The passing of Walter Becker - Donald Fagens eternal accomplice...

In the world of music, there are those with unanimous support all around the globe. The Rolling Stones, Bowie, the Beatles and Hendrix, among others. And then there are the oddballs. Those who have a devoted fan base but who also attract a lot of enemies. Steely Dan is from this second family. The group, made up of Donald Fagen and Walter Becker, has closed up shop once and for all, with Becker breathing his last on 3rd September 2017 at the age of 67. This New Yorker, born in Queens on 20th February 1950 met his future accomplice on the benches outside Bard College in 1967.

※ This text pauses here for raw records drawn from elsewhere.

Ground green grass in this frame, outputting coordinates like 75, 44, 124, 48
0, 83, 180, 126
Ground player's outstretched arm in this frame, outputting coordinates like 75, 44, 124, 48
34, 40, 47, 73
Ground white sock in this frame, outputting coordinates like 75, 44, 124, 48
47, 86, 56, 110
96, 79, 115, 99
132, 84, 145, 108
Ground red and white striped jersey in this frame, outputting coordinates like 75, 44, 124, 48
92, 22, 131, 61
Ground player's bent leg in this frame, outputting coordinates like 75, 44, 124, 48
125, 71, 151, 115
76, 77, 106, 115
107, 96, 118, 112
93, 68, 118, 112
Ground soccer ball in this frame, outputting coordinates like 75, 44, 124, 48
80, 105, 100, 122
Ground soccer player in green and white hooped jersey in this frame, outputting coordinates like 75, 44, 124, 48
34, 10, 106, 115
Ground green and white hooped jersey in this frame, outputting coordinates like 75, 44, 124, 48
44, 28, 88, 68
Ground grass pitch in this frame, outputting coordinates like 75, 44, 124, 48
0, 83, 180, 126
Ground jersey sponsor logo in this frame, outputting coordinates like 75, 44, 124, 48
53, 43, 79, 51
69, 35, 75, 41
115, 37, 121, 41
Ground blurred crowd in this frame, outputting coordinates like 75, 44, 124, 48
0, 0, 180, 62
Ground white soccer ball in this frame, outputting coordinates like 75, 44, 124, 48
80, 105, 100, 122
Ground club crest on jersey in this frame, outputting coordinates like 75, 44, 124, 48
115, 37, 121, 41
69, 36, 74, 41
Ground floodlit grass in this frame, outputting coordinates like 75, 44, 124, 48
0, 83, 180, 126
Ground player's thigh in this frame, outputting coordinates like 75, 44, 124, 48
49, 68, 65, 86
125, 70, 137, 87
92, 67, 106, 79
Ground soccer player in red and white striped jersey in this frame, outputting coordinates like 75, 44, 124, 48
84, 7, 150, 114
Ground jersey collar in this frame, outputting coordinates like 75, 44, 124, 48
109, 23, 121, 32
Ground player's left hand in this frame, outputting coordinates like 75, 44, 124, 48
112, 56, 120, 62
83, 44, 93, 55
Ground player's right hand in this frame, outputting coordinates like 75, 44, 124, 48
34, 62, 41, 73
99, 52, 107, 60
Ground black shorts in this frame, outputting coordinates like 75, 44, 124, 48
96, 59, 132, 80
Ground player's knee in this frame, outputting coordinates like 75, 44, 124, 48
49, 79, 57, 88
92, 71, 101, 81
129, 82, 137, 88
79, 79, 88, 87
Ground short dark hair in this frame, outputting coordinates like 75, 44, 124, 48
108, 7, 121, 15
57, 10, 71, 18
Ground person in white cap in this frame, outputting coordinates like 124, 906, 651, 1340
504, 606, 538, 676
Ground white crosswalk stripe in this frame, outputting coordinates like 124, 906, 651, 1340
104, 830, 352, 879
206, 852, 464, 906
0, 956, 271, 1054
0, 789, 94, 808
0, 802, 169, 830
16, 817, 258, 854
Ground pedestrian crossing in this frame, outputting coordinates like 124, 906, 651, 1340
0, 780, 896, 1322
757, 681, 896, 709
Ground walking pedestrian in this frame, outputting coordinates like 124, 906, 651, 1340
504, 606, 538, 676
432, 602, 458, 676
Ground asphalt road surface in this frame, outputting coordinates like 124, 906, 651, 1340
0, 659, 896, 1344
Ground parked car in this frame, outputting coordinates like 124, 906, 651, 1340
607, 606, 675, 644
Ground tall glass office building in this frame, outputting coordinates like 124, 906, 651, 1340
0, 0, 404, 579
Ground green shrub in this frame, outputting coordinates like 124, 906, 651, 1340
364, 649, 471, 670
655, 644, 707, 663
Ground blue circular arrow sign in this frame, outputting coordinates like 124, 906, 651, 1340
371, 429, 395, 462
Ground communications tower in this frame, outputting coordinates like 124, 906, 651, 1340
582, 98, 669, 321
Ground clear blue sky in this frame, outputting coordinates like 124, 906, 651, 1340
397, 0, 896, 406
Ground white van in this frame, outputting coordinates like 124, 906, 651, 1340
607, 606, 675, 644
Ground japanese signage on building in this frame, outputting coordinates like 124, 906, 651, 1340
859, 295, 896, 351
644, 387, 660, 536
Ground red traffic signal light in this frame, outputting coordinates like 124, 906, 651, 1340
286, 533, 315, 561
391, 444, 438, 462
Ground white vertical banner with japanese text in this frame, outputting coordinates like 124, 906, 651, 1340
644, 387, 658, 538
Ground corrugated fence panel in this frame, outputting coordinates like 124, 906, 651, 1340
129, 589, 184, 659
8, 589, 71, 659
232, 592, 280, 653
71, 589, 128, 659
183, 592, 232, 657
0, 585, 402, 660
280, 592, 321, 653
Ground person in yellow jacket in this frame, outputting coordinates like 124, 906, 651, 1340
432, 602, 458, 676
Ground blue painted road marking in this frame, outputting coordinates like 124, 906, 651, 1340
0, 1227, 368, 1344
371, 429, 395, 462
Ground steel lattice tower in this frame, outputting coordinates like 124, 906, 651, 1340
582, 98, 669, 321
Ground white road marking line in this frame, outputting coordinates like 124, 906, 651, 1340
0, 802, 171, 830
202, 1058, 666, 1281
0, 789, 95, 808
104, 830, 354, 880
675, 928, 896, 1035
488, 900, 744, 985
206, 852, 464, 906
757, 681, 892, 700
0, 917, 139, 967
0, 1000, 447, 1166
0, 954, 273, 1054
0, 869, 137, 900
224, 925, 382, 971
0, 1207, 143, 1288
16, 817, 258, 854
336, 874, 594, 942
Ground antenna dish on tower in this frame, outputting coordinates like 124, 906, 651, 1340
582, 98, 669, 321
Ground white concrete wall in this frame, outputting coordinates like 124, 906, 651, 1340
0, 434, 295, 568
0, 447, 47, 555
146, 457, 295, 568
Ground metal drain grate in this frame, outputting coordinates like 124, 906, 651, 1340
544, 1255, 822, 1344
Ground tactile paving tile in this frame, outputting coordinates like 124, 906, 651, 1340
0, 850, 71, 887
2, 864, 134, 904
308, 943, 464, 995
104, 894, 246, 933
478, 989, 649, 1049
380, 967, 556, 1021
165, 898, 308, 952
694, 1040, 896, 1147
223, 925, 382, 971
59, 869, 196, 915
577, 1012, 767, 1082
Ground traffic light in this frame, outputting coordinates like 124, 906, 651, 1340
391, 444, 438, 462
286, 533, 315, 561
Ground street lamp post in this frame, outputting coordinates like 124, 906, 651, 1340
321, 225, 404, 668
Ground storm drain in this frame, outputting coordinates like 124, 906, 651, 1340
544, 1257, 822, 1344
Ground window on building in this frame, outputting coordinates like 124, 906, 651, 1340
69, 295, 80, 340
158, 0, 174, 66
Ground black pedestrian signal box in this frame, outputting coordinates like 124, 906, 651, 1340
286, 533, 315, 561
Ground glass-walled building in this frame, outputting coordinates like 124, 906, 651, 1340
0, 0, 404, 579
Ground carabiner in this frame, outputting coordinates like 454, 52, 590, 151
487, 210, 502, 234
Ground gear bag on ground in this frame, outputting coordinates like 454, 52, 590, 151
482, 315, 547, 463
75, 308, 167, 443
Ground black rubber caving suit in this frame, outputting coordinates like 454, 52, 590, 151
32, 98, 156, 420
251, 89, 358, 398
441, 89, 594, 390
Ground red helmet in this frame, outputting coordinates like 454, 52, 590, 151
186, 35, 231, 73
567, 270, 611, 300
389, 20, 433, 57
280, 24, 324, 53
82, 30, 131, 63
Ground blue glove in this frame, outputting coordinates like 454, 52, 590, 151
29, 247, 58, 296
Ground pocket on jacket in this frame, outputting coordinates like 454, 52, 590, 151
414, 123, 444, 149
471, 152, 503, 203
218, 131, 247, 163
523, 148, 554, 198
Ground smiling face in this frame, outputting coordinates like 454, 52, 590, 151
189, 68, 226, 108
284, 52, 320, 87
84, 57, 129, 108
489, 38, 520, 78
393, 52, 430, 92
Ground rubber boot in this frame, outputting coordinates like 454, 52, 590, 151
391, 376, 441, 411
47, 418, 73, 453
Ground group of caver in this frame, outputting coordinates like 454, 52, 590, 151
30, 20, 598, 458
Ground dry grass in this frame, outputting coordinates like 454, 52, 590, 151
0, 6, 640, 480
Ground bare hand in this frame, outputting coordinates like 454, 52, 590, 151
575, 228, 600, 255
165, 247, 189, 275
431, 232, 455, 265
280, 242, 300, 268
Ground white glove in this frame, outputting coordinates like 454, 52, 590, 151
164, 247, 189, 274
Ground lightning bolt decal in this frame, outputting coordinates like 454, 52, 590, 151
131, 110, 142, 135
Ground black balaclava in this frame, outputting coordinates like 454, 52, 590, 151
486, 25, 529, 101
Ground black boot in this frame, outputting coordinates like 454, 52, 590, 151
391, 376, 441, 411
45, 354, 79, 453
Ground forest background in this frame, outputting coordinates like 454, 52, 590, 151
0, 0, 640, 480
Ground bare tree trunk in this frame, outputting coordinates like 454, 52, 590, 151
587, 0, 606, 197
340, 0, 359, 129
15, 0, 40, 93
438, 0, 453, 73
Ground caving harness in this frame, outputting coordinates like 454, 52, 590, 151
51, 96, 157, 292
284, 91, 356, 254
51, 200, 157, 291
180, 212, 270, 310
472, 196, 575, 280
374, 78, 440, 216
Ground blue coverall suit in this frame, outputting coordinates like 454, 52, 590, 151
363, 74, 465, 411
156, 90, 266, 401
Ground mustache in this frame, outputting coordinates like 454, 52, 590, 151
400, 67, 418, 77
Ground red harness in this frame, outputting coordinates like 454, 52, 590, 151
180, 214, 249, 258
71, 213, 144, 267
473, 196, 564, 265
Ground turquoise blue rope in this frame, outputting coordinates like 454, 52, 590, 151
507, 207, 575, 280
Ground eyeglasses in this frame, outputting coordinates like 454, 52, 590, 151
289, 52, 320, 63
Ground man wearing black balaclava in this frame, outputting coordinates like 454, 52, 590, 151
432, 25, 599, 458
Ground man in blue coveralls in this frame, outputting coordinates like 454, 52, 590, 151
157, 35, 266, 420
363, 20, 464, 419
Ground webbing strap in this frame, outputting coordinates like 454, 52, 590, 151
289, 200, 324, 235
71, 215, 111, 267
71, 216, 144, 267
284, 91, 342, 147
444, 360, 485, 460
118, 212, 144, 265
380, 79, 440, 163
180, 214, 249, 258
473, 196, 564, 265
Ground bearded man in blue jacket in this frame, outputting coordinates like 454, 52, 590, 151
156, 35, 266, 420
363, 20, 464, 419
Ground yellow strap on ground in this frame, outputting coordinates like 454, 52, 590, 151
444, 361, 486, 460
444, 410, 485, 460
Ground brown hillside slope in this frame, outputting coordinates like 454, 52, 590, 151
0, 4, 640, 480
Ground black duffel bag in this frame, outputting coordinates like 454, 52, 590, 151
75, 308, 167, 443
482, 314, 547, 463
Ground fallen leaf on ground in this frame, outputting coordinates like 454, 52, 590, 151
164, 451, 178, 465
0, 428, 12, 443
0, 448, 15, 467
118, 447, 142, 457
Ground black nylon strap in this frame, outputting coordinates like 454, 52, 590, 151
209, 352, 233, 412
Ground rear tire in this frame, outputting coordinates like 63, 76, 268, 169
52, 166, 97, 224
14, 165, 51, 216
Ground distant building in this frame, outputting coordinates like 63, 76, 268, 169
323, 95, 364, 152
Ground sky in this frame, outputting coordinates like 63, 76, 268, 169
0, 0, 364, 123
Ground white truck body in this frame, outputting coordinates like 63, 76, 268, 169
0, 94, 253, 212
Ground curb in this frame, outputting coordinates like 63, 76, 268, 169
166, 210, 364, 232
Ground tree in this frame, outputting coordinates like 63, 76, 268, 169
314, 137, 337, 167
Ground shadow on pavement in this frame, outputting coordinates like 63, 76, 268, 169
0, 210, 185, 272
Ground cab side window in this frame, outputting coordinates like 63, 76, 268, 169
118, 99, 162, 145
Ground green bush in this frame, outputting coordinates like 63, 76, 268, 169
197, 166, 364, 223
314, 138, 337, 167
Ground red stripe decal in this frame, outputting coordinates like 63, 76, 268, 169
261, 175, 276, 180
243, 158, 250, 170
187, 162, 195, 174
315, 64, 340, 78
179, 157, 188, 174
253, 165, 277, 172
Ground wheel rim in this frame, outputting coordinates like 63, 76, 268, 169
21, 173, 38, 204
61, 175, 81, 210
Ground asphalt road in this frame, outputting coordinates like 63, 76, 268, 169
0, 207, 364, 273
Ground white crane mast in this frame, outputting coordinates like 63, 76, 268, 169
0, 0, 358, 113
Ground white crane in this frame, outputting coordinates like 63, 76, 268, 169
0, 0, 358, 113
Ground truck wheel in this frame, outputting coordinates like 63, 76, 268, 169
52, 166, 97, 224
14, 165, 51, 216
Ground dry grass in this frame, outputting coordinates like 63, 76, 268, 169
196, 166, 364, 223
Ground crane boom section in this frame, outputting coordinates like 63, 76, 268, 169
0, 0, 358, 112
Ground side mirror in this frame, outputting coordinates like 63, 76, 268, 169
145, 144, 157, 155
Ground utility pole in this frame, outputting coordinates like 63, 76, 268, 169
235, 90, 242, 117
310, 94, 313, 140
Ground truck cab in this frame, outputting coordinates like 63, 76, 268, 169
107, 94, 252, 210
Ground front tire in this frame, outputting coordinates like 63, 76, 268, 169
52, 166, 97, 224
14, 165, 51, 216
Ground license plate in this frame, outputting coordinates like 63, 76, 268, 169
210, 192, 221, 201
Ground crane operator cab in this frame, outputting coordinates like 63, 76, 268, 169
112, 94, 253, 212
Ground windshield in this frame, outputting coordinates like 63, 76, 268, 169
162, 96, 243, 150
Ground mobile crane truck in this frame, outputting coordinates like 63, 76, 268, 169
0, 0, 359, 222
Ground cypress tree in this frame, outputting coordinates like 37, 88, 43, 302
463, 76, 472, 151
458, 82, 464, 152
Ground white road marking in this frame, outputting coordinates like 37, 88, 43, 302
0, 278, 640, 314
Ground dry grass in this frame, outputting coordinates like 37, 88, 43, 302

But it was under the Californian sun that the two musicians would start their business in the company of guitarists Jeff “Skunk” Baxter and Denny Dias, drummer Jim Hodder and the singer David Palmer (who would in fact share the mic with Fagen). Steely Dan quickly flew to the top of the charts thanks to their mix of rock, blues and smooth jazz, with singles such as Dirty Work, Do It Again and Reelin’ In The Years from their first album in 1972 Can’t Buy a Thrill, as well as Rikki Don’t Lose That Number on the following album that they released in 1974, Pretzel Logic. It’s the sophistication of this music and its excursions into the world of jazz that irritated certain ‘pure rock’ fans. But this music, that the latter found too plain, offered hilarious lyrics with an unparalleled cynicism. Like a kind of subversive pop…

A FLG Maurepas upload - Steely Dan - Kid Charlemagne (Live)

FLG Maurepas

Becker and Fagen would keep the ball rolling with the albums Katy Lied in 1975, The Royal Scam in 1976, Aja in 1977 and Gaucho in 1980. After taking a break for a few years, they patched things up again in 1993 and would go on to record their last two works: Two Against Nature in 2000 and Everything Must Go three years later…

In an official announcement, Donald Fagen wrote these touching lines: “We liked a lot of the same things: jazz (from the twenties through the mid-sixties), W.C. Fields, the Marx brothers, science fiction, Nabokov, Kurt Vonnegut, Thomas Berger, and Robert Altman films come to mind. Also soul music and Chicago blues. Walter had a very rough childhood – I’ll spare you the details. Luckily, he was smart as a whip, an excellent guitarist and a great songwriter. He was cynical about human nature, including his own, and hysterically funny. Like a lot of kids from fractured families, he had the knack of creative mimicry, reading people’s hidden psychology and transforming what he saw into bubbly, incisive art. He used to write letters (never meant to be sent) in my wife Libby’s singular voice that made the three of us collapse with laughter.”